Before moving on to my main question, I would like to write the basic question that I know the solution method well.
Basic Question: Prove that no matter how $50$ points are chosen from inside or over a square with a side length of $7$ units, there are two points with a distance is $\leq \sqrt{2}$ between them.
Solution: Let's split the board in $7\times 7$ type. So we have $49$ unit squares. According to the pigeonhole principle, $ \left\lfloor\dfrac{50}{49}\right\rfloor + 1 = 2$ points are in or on the same square. The distance between them is $\leq \sqrt{2}$.

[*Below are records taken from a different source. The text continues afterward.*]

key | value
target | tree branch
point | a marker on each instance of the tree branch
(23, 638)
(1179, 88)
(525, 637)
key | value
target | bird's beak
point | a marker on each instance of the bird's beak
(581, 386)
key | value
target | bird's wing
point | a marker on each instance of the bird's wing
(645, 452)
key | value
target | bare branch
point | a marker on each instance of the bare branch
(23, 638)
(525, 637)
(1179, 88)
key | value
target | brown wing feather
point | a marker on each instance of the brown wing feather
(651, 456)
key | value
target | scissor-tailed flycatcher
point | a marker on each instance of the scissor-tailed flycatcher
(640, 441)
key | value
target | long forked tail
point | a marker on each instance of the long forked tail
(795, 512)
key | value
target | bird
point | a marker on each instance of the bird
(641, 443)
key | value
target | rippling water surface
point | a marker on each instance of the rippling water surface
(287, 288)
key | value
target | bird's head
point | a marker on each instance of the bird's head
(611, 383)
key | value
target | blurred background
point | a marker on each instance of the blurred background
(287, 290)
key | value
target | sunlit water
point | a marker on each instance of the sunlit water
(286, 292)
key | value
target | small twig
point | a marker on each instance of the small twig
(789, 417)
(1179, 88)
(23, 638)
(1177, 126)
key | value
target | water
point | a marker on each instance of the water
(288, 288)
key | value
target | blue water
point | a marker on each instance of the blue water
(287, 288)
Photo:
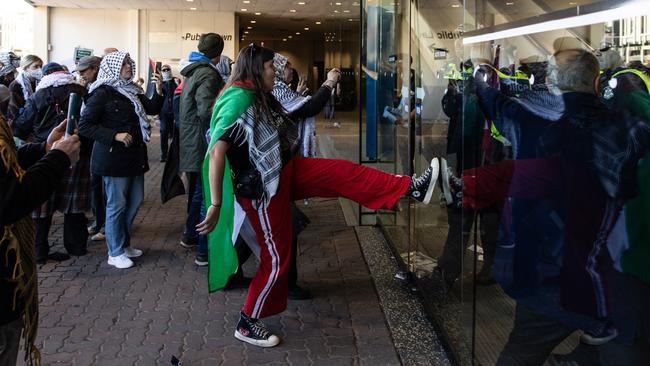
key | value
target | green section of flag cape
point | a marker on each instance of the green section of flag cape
(222, 257)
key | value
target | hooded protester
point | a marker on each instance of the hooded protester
(201, 87)
(5, 95)
(167, 111)
(115, 117)
(251, 159)
(28, 176)
(25, 84)
(45, 110)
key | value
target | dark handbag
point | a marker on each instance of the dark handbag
(248, 184)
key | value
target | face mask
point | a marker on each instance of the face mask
(36, 74)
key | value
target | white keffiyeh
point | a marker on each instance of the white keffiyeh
(7, 63)
(25, 85)
(110, 74)
(55, 79)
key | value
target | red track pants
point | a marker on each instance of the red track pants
(304, 178)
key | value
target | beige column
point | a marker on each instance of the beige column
(42, 32)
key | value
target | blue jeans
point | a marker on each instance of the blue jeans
(124, 195)
(195, 215)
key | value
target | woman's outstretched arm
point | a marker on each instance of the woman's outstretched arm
(215, 173)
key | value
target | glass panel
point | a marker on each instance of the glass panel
(440, 260)
(386, 143)
(536, 244)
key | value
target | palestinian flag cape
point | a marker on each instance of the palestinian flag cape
(222, 257)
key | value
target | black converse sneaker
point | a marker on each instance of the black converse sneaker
(421, 188)
(253, 331)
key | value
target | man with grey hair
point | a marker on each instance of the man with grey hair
(552, 256)
(574, 70)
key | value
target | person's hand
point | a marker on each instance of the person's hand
(334, 75)
(211, 218)
(302, 87)
(124, 138)
(57, 133)
(155, 78)
(70, 145)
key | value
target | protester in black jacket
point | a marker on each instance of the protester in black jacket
(115, 116)
(44, 110)
(28, 176)
(167, 111)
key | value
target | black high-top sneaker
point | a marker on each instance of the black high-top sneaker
(421, 188)
(253, 331)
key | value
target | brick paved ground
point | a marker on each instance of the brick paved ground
(93, 314)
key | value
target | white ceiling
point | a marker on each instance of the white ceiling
(279, 8)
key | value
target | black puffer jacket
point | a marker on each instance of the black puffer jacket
(44, 110)
(107, 113)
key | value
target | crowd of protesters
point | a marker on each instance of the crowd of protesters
(560, 192)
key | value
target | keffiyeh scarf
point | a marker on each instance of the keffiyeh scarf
(109, 74)
(25, 84)
(55, 79)
(291, 102)
(264, 145)
(7, 63)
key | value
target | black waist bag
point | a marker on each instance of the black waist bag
(248, 184)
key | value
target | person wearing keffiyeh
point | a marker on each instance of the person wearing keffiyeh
(44, 110)
(251, 144)
(25, 84)
(115, 117)
(28, 175)
(9, 62)
(302, 109)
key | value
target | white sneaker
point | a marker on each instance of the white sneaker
(132, 252)
(98, 237)
(121, 261)
(421, 188)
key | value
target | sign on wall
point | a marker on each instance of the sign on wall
(196, 36)
(80, 52)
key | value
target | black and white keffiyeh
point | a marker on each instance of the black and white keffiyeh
(7, 63)
(25, 85)
(55, 79)
(291, 102)
(264, 144)
(110, 74)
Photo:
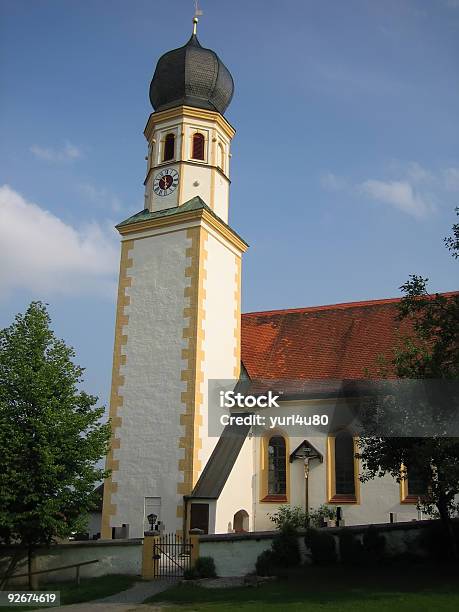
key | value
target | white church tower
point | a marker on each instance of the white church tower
(178, 309)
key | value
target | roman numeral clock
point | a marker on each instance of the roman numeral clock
(165, 182)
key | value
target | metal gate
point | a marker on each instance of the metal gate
(171, 556)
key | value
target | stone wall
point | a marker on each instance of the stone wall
(236, 554)
(114, 557)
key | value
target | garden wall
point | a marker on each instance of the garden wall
(236, 554)
(115, 557)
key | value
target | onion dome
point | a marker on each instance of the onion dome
(191, 76)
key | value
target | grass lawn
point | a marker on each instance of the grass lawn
(89, 589)
(333, 589)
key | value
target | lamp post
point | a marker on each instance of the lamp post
(307, 453)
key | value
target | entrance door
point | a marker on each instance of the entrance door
(152, 506)
(199, 517)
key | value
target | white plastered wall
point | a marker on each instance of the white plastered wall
(237, 493)
(149, 451)
(220, 305)
(378, 497)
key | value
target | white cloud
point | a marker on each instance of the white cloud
(419, 174)
(101, 197)
(68, 152)
(44, 255)
(399, 194)
(451, 177)
(333, 182)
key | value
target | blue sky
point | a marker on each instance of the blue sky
(345, 168)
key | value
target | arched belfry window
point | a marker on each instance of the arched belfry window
(198, 146)
(344, 464)
(277, 467)
(169, 147)
(220, 157)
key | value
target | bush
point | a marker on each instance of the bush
(374, 543)
(265, 565)
(351, 549)
(324, 513)
(203, 568)
(322, 546)
(284, 552)
(285, 549)
(297, 518)
(290, 516)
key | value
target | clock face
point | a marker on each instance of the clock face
(165, 182)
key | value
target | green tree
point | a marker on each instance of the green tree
(51, 437)
(429, 351)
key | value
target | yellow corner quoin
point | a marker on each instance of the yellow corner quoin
(116, 400)
(193, 354)
(237, 316)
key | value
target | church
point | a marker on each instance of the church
(179, 327)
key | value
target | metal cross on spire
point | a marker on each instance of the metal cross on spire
(197, 13)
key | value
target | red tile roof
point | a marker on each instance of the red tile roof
(321, 342)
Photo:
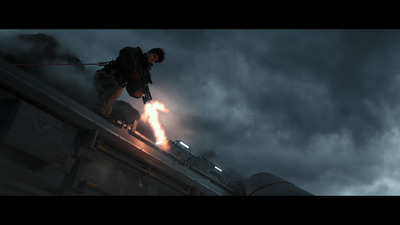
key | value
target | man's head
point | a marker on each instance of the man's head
(156, 55)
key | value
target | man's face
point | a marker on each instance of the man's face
(152, 58)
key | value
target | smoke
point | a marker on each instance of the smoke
(74, 81)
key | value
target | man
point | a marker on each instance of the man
(131, 69)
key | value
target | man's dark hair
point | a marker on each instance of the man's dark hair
(159, 52)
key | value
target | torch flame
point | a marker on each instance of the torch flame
(150, 116)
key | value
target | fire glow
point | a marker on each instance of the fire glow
(151, 116)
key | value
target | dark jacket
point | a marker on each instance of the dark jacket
(132, 71)
(131, 65)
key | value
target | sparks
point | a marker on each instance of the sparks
(150, 116)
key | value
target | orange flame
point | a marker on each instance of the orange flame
(150, 116)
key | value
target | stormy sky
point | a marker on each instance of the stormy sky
(319, 108)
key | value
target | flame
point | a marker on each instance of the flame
(150, 116)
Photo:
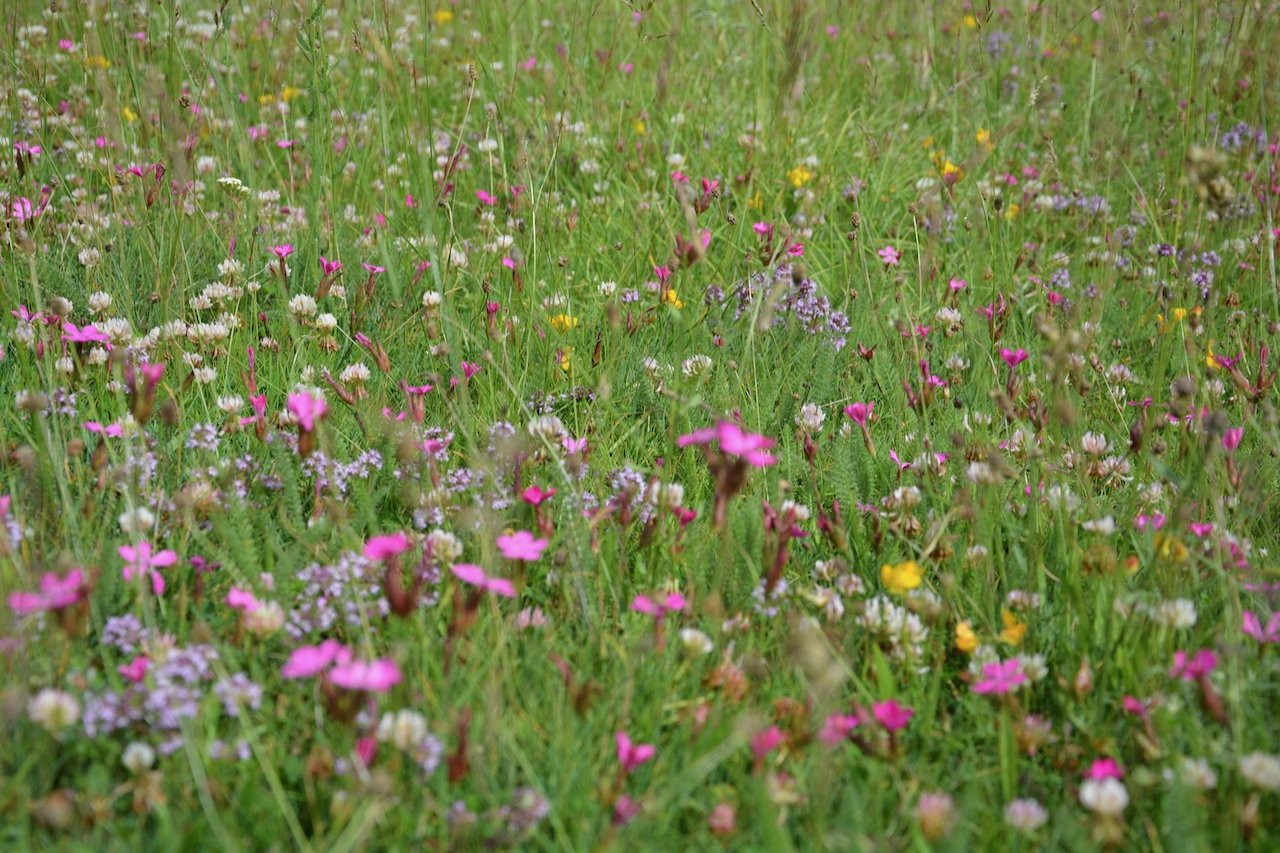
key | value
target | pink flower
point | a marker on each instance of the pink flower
(670, 603)
(766, 742)
(140, 561)
(389, 544)
(1001, 678)
(836, 728)
(242, 600)
(135, 670)
(521, 544)
(374, 676)
(310, 661)
(1013, 357)
(1253, 628)
(859, 413)
(475, 575)
(536, 496)
(309, 410)
(56, 592)
(891, 715)
(1105, 769)
(632, 755)
(1191, 667)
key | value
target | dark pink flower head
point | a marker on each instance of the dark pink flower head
(476, 576)
(891, 715)
(307, 409)
(1189, 667)
(766, 742)
(859, 413)
(1001, 678)
(374, 676)
(1013, 357)
(384, 546)
(56, 592)
(310, 661)
(1105, 769)
(536, 496)
(521, 544)
(242, 600)
(1253, 628)
(632, 755)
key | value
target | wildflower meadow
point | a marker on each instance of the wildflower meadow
(654, 424)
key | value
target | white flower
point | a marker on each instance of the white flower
(1261, 770)
(1105, 797)
(405, 729)
(138, 757)
(53, 710)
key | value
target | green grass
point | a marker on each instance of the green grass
(1041, 155)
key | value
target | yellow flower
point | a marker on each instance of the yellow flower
(1014, 630)
(967, 641)
(903, 576)
(799, 176)
(563, 322)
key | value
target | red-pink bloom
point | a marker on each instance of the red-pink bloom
(56, 592)
(836, 728)
(859, 413)
(1013, 357)
(521, 544)
(307, 409)
(476, 576)
(891, 715)
(1189, 667)
(310, 661)
(536, 496)
(140, 561)
(766, 742)
(1253, 628)
(1105, 769)
(1001, 678)
(374, 676)
(632, 755)
(384, 546)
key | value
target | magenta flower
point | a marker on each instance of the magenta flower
(1013, 357)
(1105, 769)
(141, 561)
(521, 544)
(1188, 667)
(536, 496)
(56, 592)
(836, 728)
(476, 576)
(310, 661)
(374, 676)
(632, 755)
(389, 544)
(859, 413)
(670, 603)
(891, 715)
(1001, 678)
(307, 409)
(1253, 626)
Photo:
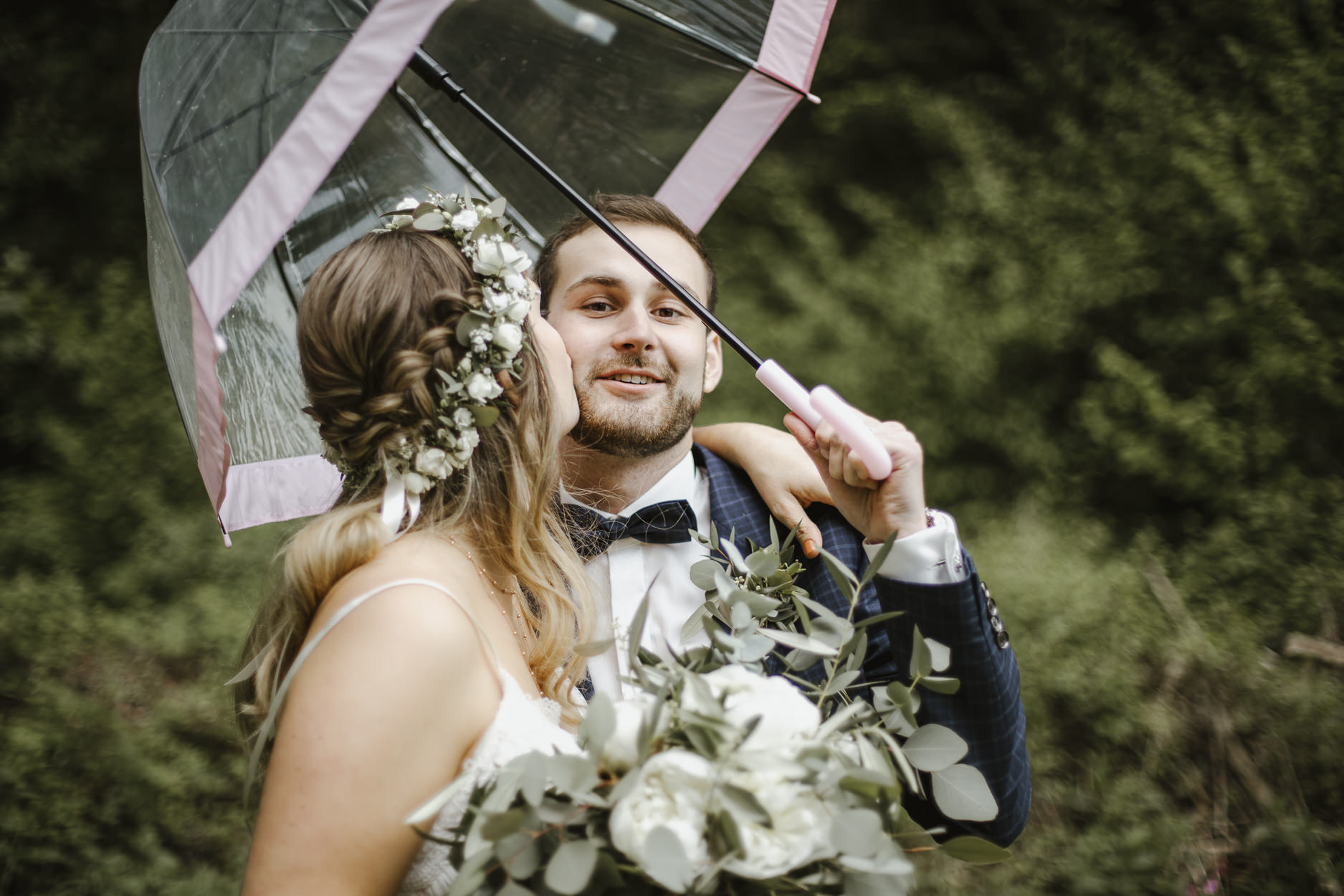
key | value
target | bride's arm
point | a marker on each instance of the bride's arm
(780, 469)
(376, 722)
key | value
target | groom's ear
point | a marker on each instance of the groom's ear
(712, 362)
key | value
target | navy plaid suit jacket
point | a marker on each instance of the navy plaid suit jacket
(986, 711)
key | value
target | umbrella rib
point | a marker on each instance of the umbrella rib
(447, 147)
(426, 67)
(709, 41)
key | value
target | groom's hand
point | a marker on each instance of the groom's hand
(895, 504)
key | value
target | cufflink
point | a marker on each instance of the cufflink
(995, 622)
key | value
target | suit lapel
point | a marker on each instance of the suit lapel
(734, 504)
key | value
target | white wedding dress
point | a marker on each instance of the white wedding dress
(520, 725)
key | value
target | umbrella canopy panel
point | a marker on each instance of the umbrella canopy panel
(662, 97)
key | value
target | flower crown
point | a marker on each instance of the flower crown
(494, 335)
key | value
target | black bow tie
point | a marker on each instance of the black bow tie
(664, 523)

At this stage, the following question came to my mind:
Main Question: No matter how $n$ points are taken from inside (or over) a square with side lengths of $7$ units, there can always be a pair of points whose distance is $\leq \sqrt{2}$ unit. What is the smallest value of $n$ that makes this condition possible?
At first I thought the answer would simply be $50$. I tried to place the points as close to each other as the distance between them was slightly greater than $\sqrt{2}$. I got $32$ points. So I feel that $n = 32+1=33$ is the minimum desired value. I have no rigorous proof.
Thank you for your advice and assistance.
The problem of arranging points in a square with no two points near each other is equivalent to the well-studied problem of packing circles in a square. Specifically, if you choose $n$ points in a $7 \times 7$ square with no two points within $\sqrt 2$ units of each other, then the circles of radius $\frac{\sqrt 2}{2}$ centered on the given points do not intersect and are all contained in a square of side length $7 + \sqrt 2$. The converse holds as well.
As a result, after rescaling distances, you are asking how many unit circles can be packed in a square of side length $(7 + \sqrt 2) \cdot \sqrt 2 = 7 \sqrt 2 + 2 \approx 11.8995$. According to here, the answer to this is 35: the tightest possible packing of $36$ unit circles is in a square of side length $12$ (in a square grid), while $35$ unit circles can be packed in a square of side length at most $s \approx 11.8637$ (picture here, not known to be optimal). This corresponds to a packing of $35$ points in a square of side length $\frac{s-2}{\sqrt 2} \approx 6.9747$ with all distances at least $\sqrt 2$ (or a slightly larger square with all distances greater than $\sqrt 2$). Meanwhile, for $36$ points you would need a square of side length at least $\frac{12 - 2}{\sqrt 2} \approx 7.071$.